Ones bones get more brittle with increasing age, and to add insult to injury, the most effective therapy for another problem that is associated with getting older, rheumatoid arthritis, often adds to the problem by causing bone resorption. The glucocorticoid steroids, such as hydrocortisone, are the best available anti-inflammatories, and are used widely in the treatment of arthritis, as well as other inflammatory conditions such as dermatitis and autoimmune disease. But up to half those on chronic steroid therapy suffer bone fractures as a result of decreasing bone mass. Glucocorticoid drugs with less dire side effects are sorely needed.

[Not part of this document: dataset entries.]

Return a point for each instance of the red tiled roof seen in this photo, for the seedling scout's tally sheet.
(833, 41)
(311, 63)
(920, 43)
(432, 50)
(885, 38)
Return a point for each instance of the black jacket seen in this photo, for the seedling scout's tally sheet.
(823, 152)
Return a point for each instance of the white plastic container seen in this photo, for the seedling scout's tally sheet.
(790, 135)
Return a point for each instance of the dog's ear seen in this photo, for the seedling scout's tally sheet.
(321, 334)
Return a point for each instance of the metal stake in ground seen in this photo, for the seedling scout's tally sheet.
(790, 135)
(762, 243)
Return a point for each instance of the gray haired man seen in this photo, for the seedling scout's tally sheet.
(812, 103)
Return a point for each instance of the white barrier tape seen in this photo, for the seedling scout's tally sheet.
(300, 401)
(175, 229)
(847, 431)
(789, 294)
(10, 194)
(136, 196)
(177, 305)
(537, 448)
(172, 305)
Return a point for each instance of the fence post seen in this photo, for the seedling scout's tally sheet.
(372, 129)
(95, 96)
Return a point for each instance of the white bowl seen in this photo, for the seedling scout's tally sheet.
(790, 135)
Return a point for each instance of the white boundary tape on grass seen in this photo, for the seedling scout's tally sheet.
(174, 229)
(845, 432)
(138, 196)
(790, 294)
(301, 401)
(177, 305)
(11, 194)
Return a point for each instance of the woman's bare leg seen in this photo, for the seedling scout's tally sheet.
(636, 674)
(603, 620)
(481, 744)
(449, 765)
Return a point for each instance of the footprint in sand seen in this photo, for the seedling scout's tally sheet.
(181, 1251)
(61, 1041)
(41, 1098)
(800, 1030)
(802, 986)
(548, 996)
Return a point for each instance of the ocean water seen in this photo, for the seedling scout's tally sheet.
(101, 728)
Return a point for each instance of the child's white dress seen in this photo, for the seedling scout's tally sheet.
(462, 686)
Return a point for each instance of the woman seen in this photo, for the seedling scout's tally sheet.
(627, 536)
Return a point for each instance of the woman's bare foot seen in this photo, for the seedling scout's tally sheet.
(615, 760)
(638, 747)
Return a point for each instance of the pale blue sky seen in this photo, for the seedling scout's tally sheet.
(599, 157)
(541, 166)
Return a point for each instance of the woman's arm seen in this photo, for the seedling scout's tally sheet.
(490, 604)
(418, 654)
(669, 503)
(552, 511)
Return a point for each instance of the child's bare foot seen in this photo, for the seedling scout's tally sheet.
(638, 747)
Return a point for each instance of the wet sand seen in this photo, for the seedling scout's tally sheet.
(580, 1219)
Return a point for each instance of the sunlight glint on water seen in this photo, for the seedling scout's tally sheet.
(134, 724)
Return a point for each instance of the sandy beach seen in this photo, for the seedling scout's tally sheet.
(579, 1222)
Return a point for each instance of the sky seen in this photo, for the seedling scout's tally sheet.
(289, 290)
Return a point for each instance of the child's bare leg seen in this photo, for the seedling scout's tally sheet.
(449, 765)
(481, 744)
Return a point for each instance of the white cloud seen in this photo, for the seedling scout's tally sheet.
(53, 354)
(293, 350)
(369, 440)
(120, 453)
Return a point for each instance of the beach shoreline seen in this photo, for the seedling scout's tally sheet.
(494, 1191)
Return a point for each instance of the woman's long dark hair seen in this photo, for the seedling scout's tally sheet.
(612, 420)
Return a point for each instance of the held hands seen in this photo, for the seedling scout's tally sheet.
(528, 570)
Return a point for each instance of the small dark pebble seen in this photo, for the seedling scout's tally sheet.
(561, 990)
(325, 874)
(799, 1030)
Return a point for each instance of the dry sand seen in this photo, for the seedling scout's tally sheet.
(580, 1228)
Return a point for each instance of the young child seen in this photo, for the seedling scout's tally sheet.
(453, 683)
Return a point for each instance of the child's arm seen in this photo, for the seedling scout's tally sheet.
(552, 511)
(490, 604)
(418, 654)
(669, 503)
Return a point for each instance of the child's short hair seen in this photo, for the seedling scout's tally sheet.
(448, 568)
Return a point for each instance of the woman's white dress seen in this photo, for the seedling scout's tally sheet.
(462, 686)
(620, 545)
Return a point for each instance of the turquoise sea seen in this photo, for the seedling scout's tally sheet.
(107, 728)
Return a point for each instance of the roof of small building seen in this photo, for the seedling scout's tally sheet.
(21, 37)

Mauro Perretti and colleagues now report that a nitric oxide (NO)-releasing derivative of the commonly used steroid prednisolone can reduce inflammation in a rat model of arthritis without promoting the bone resorption that is characteristic of treatment with normal prednisolone. The new compound, nitro-prednisolone or NCX-1015, releases free NO on contact with biological fluids, and the authors have previously shown NCX-1015 to be more effective than prednisolone at reducing acute inflammation in animal models. Although the mechanism that underlies the increased anti-inflammatory potency of NCX-1015 remains unclear, they suggest that glucocorticoids and NO reinforce each others actions, inhibiting the expression of inducible genes under the regulation of the transcription factor nuclear factor-κB (NF-κB).

In the present study, the authors compared the effects of equimolar doses of prednisolone and NCX-1015 on collagen-II-induced arthritis (CIA) in rats. Although prednisolone significantly reduced the signs of induced inflammation, NCX-1015 produced an almost complete ablation of the inflammatory response. The degree of loss of bone mass after the two treatments was assessed both by histological analysis and by measuring the circulating levels of pyridinoline, a metabolite that is indicative of bone resorption. Although signs of bone resorption were apparent in both control-treated CIA and prednisolone-treated CIA rats, NCX-1015 treatment resulted in normal histology and normal levels of pyridinoline. NCX-1015 therefore seems to have bone-sparing properties, at least in inflammatory situations.

NO is known to regulate the activity of osteoclasts — cells that actively reabsorb bone — which might explain the normal histology and reduction in serum pyridinoline levels that were observed after NCX-1015 treatment in the CIA model. On the basis of this study, NO-donor glucocorticoids seem to offer the possibility of effective anti-inflammatory therapy without at least some of the serious side effects that are associated with prednisolone.